Wednesday, February 24, 2010

Crime Always Pays, Shakespeare-style


Amazingly enough, Declan Burke, Irish crime novelist and reviewer, has managed to dig up Shakespeare's own treatise on writing. Yes, I could just post the discovery under my own name, but apparently theft is only allowed if you're a genius. Crime always pays, except when it doesn't...Here's the Bard's first rule of writing:

1. Write ye not a new tale if’t can at all be helped. Plunder thou yon histories, myths and pre-Renaissance Italian romances for plot, setting, character, structure, style and theme. If anyone notice, claim ye homage.

For the other nine, I'm afraid you're just going to have to hit the link.

Sunday, February 7, 2010

Bathers



Photography can be a bit hit and miss with me. Much of what gets raves in contemporary art culture leaves me a bit cold, and with photographs in particular, I can often feel that the virtues of composition don't make up for the fact that I can't connect in any meaningful way with them.

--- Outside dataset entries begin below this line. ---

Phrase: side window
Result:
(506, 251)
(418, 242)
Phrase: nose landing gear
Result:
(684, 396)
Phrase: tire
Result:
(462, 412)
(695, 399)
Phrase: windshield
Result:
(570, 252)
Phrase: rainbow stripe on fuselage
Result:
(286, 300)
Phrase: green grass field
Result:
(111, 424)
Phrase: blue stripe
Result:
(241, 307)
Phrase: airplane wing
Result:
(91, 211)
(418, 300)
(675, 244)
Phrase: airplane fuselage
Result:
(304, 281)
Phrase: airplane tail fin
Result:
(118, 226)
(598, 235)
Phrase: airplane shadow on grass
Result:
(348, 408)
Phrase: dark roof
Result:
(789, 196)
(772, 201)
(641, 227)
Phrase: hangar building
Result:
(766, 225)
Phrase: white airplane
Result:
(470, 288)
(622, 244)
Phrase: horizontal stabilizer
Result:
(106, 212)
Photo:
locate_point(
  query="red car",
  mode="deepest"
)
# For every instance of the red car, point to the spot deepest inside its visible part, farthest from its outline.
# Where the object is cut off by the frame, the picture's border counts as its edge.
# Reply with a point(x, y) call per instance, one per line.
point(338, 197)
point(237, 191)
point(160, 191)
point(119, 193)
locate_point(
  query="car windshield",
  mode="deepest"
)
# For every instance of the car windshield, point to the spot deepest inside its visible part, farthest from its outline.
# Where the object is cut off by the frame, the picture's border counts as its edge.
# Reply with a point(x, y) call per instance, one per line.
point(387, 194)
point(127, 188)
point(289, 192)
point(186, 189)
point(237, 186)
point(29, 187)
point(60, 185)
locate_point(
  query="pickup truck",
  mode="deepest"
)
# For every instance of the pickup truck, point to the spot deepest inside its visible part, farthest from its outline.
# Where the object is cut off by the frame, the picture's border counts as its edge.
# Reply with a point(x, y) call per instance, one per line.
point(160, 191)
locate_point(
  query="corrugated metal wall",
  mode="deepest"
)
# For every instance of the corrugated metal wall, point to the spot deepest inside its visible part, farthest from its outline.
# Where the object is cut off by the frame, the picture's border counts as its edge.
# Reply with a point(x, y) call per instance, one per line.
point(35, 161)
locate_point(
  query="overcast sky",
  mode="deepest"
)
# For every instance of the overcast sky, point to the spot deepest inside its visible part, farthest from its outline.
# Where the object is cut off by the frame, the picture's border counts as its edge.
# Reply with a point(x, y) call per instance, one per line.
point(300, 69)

But coming across Massimo Vitali in the Winter 2009 issue of The Paris Review, I realize that I'm not that as jaded as I might think.

I'm sure we've all seen countless pictures of crowds on beaches and in the water. For me, at least, they are usually more interesting if they are historic shots. You tend to focus on what is different than today's beach fashion and etiquette, and maybe have a kind of ghostly people about people long vanished. Sometimes it's just the sheer density of the crowd that attracts the eye.

Somehow, though, Massali's photographs are all about individual human beings. Although the Paris Review article talks a bit about how he does it, I'm not sure that this goes a long way toward explaining how he manages this multi-individual focus. I think the comparison they make to Breughel is apt--you do see a vast crowd and then slowly stop and look at individual details. But the difference from Breughel is also instructive--Massali doesn't have entire control over who falls within the frame and who doesn't.

And what people are doing in these pictures is not necessarily so entertaining (because foreign to us) as Breughels are of a long vanished culture. And yet Massali has a way of making them all dramatically interesting. You sense that they are all involved in their own life dramas, which are as interesting to them as your own are to you.

The palette, too, is beautiful, which is also surprising. The bright colors of contemporary swimwear against pale beaches and often pale tropical seas is striking. I think we tend to look on cheap commercial fashion colors, and yet seen from afar we can know it as both beautiful and vital.

In the end, I'm not sure that I have explained the allure of these photographs at all. What I can say is that I stopped and reveled in them for awhile in wonder.